Bennani : «Le plagiat menace notre design»

Bennani : «Le plagiat menace notre design»

ALM : Vous êtes designer et architecte d’intérieur, quel est votre diagnostic de la situation de cet art appliqué au Maroc ?
Jamil Bennani : A travers la richesse de notre culture, le design marocain a pu se développer d’une manière assez forte, son artisanat perpétuel a permis aux designers de créer une nouvelle identité du produit marocain. Les différentes variétés et techniques  du design sont des ressources uniques. Mais le plus important aujourd’hui est de pouvoir créer, tout en étant en symbiose avec les valeurs qui nous entourent.

Dans vos oeuvres, vous alliez justement tradition et modernité sans pour autant donner une étiquette de l’arabesque. Comment qualifiez-vous votre démarche ?
Une partie de mes créations allie tradition et modernité à travers un équilibre sensible à définir.  Je propose un point de vue différent sur un patrimoine qui unit à travers le temps les richesses andalouses, berbères, africaines et occidentales. L’idée c’est d’ajouter à ces richesses originelles une certaine finesse et d’en ressortir l’essence première. C’est une façon pour créer pour le client des objets uniques, car chaque client est particulier. Ma démarche consiste à pousser au rêve en créant des objets qui, par leurs formes, leurs couleurs et leurs textures, portent en eux un imaginaire qui nous renvoie vers nous-mêmes.

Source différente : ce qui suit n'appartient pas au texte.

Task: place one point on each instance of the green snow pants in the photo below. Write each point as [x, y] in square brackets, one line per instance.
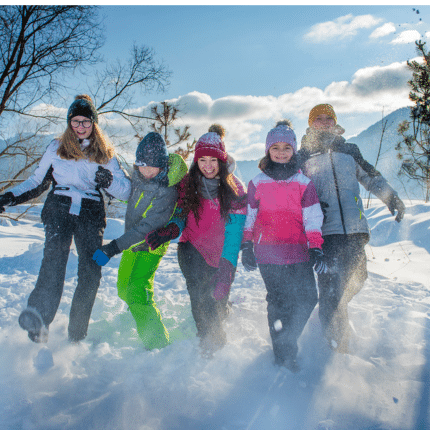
[136, 287]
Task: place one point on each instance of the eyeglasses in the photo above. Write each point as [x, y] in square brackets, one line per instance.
[86, 123]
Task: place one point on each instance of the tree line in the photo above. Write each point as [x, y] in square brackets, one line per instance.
[40, 48]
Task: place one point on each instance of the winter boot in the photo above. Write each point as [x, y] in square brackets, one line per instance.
[31, 321]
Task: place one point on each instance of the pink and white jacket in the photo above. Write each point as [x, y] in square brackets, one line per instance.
[212, 236]
[284, 219]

Croyez-vous en l’existence d’un design industriel au Maroc ?
Le design au Maroc est encore nouveau. C’est un art qui n’a pas encore su s’imposer même s’il est très riche. Le design n’est pas encore industriel chez nous. Il pourra le devenir mais à une seule condition. Il faudrait qu’on puisse comprendre l’impact et l’importance de cet art qui devrait se développer en parrallèle avec l’évolution économique.

Les observateurs du milieu artistique trouvent que le mouvement du design n’est pas très développé au Maroc. Partagez-vous le même avis ?
Le mouvement du design au Maroc n’est pas très actif. De par mon expérience dans la conception des meubles et la réalisation des architectures d’intérieur, je constate en effet que le design au Maroc n’est pas encore apprécié à sa juste valeur. Nous possédons très peu de designers au Maroc, c’est un secteur qui doit davantage se développer.

Vous avez créé en 1994 votre société d’ébénisterie et d’architecture d’intérieur. Etes-vous satisfait de votre projet ?
Au départ, ce n’était pas très évident de pouvoir imposer sa griffe et de s’affirmer sur la scène. Il faut juste le temps de se faire connaître. Le taux de clientèle est satisfaisant pour l’instant. C’est un temps qui a évolué au gré des années et en parallèle aux efforts fournis professionnellement.

Quels sont vos clients-types ?
Nous possédons une clientèle diversifiée dans le privé et le public. Nous travaillons aussi avec les ministères, les Offices ainsi qu’avec les particuliers. Nous n’avons pas une cible précise. Tous ceux qui sont intéressés par notre offre et notre produit font appel à nous pour le design intérieur ou pour le mobilier.

Quelles sont les difficultés rencontrées dans votre secteur ?
Il y a plusieurs problèmes qui sont liés à ce secteur. Mais le fléau qui menace notre design marocain est particulier.
La bête noire du secteur du design au Maroc, c’est bel est bien le plagiat. C’est un phénomène qui nous cause énormément d’ennuis. Certains créateurs s’inspirent en profondeur de nos œuvres et les font siennes…
C’est une pratique qu’il faut dénoncer avec véhémence. Il faudrait créer des lois qui pourrait protéger le créateur. C’est la seule manière de réguler ce secteur et de le rendre transparent.